The future of Fannie Mae and Freddie Mac is very much up in the air these days, as one of President Donald Trump’s top economic advisors said recently reforming the government-sponsored enterprise will be high on Steve Mnuchin’s agenda once he is confirmed as Secretary of the Department of the Treasury.
Mnuchin himself said back in November that “getting Fannie and Freddie out of government ownership” is one of the Trump administration’s top 10 priorities.
So it’s clear that the Trump administration has plans to move on GSE reform, but what isn’t known yet is just what those plans will look like and what impact those plans will have on the country’s financial system.
One area where the Trump administration’s GSE plans could have an impact is on the Federal Reserve, which began buying mortgage-backed securities from the GSEs in 2009.

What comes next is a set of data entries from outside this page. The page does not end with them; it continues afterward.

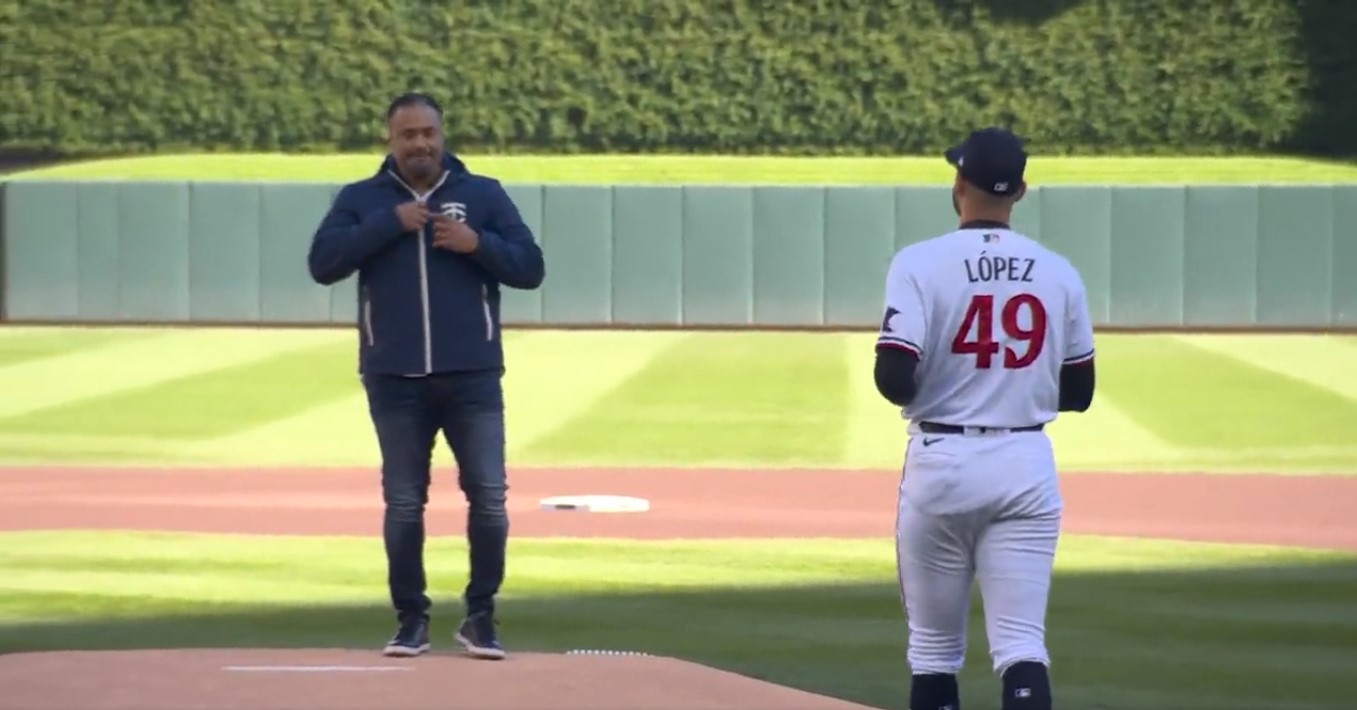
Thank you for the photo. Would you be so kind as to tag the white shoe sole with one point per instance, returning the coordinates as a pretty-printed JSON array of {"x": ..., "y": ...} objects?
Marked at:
[{"x": 479, "y": 652}]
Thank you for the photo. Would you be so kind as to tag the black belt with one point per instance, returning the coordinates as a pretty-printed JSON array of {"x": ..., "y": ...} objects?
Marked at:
[{"x": 934, "y": 428}]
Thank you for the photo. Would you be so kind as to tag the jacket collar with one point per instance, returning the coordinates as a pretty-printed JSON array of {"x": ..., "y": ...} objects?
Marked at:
[{"x": 452, "y": 166}]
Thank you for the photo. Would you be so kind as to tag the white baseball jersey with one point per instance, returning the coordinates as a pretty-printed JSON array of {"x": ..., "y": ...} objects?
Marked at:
[{"x": 992, "y": 316}]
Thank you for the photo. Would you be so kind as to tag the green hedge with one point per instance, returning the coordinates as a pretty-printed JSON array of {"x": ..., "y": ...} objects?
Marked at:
[{"x": 825, "y": 76}]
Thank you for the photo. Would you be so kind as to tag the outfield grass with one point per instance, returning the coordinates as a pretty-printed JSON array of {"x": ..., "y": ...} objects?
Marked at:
[
  {"x": 1226, "y": 403},
  {"x": 1133, "y": 625},
  {"x": 672, "y": 170}
]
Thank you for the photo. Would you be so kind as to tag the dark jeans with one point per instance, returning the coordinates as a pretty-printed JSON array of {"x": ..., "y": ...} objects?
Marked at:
[{"x": 407, "y": 414}]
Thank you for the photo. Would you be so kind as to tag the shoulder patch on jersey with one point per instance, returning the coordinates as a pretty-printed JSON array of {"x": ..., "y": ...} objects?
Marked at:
[{"x": 885, "y": 322}]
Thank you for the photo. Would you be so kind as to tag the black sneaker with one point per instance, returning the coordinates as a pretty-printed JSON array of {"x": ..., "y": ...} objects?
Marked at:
[
  {"x": 478, "y": 636},
  {"x": 410, "y": 640}
]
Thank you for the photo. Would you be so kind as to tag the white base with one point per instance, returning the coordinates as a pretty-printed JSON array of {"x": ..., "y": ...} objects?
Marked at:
[{"x": 596, "y": 504}]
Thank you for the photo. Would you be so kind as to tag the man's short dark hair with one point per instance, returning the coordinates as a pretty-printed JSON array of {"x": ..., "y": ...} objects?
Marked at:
[{"x": 413, "y": 98}]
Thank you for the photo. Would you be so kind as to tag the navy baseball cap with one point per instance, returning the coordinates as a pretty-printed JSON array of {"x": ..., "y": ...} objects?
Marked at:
[{"x": 992, "y": 159}]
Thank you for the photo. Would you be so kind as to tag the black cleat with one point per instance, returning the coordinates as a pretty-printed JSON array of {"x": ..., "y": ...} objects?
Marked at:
[
  {"x": 478, "y": 636},
  {"x": 410, "y": 640}
]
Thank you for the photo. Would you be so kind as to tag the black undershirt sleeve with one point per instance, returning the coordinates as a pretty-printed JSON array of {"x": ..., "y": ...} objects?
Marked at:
[
  {"x": 1076, "y": 386},
  {"x": 894, "y": 375}
]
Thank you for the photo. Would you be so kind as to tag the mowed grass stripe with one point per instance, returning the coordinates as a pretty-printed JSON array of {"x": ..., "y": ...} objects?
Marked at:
[
  {"x": 877, "y": 435},
  {"x": 1325, "y": 361},
  {"x": 1221, "y": 626},
  {"x": 551, "y": 378},
  {"x": 159, "y": 356},
  {"x": 1189, "y": 397},
  {"x": 557, "y": 376},
  {"x": 208, "y": 403},
  {"x": 714, "y": 399},
  {"x": 38, "y": 344}
]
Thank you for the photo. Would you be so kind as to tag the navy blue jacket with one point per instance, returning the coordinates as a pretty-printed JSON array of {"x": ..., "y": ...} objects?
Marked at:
[{"x": 425, "y": 310}]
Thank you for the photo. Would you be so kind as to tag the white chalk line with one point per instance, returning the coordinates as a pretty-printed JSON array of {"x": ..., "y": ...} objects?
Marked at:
[{"x": 314, "y": 668}]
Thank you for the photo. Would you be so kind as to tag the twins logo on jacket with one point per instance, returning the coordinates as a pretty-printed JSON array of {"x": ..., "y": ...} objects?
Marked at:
[{"x": 456, "y": 211}]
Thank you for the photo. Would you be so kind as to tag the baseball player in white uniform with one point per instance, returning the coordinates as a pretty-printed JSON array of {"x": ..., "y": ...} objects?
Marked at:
[{"x": 985, "y": 338}]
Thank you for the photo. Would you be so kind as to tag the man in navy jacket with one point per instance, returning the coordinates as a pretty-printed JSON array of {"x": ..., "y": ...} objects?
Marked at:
[{"x": 432, "y": 243}]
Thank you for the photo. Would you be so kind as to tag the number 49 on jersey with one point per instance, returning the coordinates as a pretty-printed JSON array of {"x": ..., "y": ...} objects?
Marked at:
[{"x": 976, "y": 335}]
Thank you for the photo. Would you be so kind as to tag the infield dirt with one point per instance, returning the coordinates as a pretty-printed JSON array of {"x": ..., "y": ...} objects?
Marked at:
[
  {"x": 1318, "y": 511},
  {"x": 1296, "y": 511}
]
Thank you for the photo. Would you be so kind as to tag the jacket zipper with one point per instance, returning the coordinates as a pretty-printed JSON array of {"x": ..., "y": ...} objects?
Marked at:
[
  {"x": 485, "y": 308},
  {"x": 424, "y": 269},
  {"x": 367, "y": 316}
]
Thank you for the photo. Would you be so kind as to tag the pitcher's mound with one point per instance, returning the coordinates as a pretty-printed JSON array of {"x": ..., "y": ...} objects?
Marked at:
[{"x": 326, "y": 679}]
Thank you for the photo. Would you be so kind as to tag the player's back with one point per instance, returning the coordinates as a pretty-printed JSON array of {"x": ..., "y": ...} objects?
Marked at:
[{"x": 998, "y": 308}]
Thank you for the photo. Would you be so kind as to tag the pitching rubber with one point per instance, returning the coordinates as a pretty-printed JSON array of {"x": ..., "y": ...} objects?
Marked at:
[{"x": 596, "y": 504}]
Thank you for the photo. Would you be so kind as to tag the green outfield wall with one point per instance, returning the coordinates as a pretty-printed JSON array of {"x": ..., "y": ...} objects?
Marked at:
[{"x": 710, "y": 255}]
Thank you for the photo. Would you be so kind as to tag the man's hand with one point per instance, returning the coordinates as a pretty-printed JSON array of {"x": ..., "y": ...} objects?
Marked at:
[
  {"x": 413, "y": 215},
  {"x": 453, "y": 235}
]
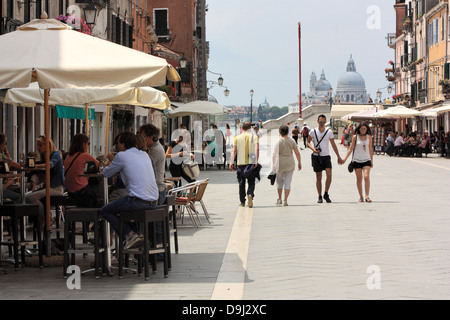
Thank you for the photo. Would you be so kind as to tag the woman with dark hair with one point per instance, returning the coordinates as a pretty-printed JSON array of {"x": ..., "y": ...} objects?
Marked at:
[
  {"x": 284, "y": 164},
  {"x": 178, "y": 152},
  {"x": 56, "y": 175},
  {"x": 362, "y": 149},
  {"x": 75, "y": 163}
]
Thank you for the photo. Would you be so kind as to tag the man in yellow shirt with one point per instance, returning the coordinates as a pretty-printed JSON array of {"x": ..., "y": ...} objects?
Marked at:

Currently, per Fed data found here, the Fed owns roughly $1.75 trillion in GSE mortgage-backed securities.
But what happens if the GSE reform really does happen?
According to the Federal Reserve Bank of St. Louis President James Bullard, the Fed would seriously reconsider the amount of GSE MBS it holds.
Bullard’s comments were recapped in a Bloomberg report.
From the Bloomberg article:
Bullard repeated that he would like the FOMC to consider shrinking its balance sheet, which was bloated with several rounds of purchases of Treasuries and mortgage-backed securities in a strategy known as quantitative easing.
He added that reform of housing agencies known as government sponsored enterprises, or GSEs, could be a catalyst for the Fed to replace its holdings of mortgage-backed securities with Treasuries.
“Then we might not want to be holding MBS on the grounds that the successors to the GSEs are private sector companies and we’d be helping private-sector companies,” he said. “If you took that kind of view it might bring more urgency to the issue of swapping MBS for Treasuries.”